Researchers say finding might help identify patients most likely to be helped by chemotherapy, radiation
WEDNESDAY, Aug. 31, 2016 (HealthDay News) — Fourteen genes have been identified that may help determine whether a cancer treatment could help a patient, according to a study published online Aug. 31 in Nature Communications.
The researchers first determined 14 genes that consistently over-express in a large number of cancers. The study team then created a scoring system (Centromere and kinetochore gene Expression Score [CES]) based on the degree of over-expression. A higher score meant more over-expression in those genes.

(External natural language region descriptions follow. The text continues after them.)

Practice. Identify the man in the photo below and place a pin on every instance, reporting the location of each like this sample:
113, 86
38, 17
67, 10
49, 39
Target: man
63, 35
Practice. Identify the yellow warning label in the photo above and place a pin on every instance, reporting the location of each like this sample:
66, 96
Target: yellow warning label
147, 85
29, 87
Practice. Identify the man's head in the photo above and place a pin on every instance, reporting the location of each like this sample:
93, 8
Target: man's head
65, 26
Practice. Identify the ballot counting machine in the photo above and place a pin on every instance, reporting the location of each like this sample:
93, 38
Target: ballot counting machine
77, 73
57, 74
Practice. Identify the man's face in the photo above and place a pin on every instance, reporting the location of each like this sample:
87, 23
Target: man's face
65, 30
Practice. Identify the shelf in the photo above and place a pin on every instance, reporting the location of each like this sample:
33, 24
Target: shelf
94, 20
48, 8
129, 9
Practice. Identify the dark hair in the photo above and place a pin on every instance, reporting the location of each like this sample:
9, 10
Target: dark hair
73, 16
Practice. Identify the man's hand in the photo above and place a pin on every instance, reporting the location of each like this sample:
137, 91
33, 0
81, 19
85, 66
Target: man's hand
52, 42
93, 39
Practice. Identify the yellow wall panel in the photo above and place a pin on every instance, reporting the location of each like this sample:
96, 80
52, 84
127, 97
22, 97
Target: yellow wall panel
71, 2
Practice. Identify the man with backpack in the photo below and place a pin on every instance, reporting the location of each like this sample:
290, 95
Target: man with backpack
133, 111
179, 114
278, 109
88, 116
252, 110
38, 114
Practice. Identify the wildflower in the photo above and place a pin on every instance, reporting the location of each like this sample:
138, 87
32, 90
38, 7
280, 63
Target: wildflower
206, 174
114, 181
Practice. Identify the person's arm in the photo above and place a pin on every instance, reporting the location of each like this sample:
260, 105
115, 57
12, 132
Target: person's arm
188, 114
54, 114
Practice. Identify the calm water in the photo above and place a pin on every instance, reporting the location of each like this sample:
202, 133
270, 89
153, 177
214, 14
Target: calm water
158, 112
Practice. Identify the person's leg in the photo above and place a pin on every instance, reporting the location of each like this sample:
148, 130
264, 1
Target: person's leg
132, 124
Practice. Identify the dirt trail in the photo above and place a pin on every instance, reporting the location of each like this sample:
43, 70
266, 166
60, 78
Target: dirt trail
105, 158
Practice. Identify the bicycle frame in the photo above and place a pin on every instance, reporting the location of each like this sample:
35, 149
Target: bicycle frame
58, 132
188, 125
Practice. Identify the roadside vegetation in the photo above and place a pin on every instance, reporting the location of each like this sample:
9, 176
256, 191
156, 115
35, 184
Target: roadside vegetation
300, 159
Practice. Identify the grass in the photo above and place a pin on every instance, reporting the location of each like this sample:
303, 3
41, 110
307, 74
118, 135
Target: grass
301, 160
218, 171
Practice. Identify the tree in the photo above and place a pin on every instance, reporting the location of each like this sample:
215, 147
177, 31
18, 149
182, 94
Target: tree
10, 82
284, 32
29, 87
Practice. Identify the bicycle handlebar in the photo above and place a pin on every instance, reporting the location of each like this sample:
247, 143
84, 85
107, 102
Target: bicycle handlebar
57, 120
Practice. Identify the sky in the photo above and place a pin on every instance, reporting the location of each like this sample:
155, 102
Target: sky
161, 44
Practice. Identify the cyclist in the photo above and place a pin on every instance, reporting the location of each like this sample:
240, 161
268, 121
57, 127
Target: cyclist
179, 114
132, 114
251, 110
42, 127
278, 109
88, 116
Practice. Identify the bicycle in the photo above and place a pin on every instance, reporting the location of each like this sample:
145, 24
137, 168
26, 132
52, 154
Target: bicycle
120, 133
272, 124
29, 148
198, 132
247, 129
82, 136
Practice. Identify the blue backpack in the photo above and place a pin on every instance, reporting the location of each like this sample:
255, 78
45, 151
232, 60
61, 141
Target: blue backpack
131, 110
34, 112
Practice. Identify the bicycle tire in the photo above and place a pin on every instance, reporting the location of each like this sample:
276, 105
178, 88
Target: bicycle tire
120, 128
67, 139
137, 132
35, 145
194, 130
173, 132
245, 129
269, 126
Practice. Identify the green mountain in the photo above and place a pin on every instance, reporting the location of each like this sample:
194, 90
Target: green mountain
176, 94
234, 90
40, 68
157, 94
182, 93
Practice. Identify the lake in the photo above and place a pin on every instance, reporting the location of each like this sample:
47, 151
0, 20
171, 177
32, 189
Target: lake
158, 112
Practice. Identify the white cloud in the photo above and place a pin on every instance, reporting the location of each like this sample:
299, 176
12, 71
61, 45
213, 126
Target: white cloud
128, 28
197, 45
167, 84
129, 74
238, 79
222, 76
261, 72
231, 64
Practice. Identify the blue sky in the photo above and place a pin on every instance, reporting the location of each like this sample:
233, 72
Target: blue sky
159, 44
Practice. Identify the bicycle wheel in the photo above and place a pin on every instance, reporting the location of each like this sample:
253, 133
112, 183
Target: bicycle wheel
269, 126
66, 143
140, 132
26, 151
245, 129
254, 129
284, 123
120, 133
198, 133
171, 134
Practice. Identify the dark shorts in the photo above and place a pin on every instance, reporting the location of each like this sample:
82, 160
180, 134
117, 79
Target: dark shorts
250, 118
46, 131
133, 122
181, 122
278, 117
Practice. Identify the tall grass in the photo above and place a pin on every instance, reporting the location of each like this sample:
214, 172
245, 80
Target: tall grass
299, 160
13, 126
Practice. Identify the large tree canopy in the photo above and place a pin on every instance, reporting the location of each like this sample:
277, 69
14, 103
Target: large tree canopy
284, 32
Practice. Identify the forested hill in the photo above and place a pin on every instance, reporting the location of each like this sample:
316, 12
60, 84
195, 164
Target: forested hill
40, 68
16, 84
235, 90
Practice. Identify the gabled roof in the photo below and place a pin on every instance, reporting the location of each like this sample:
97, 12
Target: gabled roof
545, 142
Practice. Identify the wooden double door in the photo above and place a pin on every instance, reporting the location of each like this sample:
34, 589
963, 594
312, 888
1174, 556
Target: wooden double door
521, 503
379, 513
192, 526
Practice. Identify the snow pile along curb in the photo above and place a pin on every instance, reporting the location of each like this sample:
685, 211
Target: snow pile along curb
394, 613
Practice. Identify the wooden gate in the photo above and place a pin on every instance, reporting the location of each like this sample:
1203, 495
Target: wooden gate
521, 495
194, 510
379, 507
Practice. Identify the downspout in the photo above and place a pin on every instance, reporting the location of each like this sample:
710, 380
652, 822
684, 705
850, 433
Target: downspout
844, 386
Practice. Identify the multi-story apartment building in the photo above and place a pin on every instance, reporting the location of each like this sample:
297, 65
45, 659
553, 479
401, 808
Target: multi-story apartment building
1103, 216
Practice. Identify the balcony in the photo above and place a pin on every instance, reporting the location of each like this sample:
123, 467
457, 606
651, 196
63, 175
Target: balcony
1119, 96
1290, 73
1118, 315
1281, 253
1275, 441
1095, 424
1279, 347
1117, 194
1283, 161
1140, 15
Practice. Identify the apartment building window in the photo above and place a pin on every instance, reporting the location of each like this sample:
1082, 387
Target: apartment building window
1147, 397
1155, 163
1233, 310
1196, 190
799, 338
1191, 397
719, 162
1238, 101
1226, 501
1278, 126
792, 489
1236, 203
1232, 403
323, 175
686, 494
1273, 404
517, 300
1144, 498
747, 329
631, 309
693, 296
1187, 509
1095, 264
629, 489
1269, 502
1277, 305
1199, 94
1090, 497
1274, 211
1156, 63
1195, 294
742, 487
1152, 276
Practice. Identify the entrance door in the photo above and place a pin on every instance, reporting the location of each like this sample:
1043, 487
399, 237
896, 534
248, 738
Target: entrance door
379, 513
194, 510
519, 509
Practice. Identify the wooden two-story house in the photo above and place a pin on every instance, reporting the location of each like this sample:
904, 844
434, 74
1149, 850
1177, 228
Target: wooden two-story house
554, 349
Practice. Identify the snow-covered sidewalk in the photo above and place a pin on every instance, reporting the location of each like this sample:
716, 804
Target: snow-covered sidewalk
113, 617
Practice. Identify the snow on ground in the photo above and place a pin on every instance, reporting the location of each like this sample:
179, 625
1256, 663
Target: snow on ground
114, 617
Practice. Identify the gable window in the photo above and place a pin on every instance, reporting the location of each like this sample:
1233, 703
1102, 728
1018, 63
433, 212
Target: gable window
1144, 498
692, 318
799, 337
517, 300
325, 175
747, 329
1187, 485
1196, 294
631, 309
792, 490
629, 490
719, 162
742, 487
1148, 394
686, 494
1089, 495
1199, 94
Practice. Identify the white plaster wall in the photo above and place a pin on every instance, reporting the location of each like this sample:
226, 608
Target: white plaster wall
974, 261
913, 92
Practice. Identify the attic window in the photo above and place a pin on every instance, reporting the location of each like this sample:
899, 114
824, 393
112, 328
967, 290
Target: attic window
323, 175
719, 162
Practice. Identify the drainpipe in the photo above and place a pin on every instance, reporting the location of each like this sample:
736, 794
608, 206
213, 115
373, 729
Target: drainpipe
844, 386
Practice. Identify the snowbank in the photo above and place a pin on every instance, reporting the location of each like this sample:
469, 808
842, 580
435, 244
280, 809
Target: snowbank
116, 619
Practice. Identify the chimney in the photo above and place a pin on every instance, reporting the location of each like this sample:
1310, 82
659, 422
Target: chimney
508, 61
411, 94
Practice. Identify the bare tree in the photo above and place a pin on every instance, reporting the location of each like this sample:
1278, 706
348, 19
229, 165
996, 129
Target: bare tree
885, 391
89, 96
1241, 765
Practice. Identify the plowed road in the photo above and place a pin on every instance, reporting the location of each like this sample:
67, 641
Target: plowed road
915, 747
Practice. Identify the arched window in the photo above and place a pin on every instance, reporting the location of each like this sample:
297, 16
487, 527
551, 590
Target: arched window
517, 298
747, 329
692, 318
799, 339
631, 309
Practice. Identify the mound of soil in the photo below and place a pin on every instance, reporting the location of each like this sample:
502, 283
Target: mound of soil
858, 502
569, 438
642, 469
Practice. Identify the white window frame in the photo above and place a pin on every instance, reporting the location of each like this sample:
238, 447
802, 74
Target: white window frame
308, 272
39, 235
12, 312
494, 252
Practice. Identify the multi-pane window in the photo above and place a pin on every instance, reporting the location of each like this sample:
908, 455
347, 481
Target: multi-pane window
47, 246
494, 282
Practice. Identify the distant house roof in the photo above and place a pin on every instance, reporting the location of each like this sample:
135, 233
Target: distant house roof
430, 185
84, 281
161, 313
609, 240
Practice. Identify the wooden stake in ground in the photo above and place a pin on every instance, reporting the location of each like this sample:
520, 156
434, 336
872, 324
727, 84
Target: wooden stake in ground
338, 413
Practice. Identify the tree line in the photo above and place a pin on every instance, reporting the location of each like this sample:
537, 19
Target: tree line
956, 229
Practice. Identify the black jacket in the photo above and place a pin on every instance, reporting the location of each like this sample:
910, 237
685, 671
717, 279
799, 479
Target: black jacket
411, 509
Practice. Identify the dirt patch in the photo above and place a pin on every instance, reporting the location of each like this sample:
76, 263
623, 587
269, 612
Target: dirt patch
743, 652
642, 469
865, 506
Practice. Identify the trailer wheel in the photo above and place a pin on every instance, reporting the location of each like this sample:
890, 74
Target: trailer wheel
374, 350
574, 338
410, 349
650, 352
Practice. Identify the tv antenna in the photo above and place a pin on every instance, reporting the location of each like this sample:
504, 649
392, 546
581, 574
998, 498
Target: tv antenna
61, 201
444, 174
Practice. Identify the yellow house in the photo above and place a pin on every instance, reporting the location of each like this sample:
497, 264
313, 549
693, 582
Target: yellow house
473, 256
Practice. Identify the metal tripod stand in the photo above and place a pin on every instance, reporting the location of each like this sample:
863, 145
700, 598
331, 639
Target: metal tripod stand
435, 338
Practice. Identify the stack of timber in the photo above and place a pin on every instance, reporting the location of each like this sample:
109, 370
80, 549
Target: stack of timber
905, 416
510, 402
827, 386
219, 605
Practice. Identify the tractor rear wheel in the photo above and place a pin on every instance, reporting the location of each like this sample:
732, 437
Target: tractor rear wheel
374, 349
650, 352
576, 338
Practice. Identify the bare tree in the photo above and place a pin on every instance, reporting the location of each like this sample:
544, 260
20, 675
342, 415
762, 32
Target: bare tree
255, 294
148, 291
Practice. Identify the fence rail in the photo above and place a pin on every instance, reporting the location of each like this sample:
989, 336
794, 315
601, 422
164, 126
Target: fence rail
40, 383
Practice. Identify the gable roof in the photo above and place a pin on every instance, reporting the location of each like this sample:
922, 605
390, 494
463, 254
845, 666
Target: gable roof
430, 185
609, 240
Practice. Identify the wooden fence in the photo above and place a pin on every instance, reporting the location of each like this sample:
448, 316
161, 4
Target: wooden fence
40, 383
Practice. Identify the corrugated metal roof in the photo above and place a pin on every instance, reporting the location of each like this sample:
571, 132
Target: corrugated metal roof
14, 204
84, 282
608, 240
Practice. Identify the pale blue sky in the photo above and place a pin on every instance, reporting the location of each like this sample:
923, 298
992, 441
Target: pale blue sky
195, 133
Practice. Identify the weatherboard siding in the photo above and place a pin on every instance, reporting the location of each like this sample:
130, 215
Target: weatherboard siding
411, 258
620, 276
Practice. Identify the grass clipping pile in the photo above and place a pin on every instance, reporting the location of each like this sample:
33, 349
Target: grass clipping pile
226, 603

For several types of major cancers, the higher the score, the worse the prognosis for patients. But “another finding — one that is counterintuitive — is that high expression of these genes is also related to more effective chemotherapy and radiation therapy,” said principal investigator Gary Karpen, Ph.D., a senior scientist at the U.S. Department of Energy’s Lawrence Berkeley National Laboratory in California. The scores could then lead to predicting patient response to specific cancer treatments, according to the study team.
“Our results demonstrate the prognostic and predictive power of the CES, suggest a role for centromere misregulation in cancer progression, and support the idea that tumors with extremely high chromosomal instability are less tolerant to specific genotoxic therapies,” the authors conclude.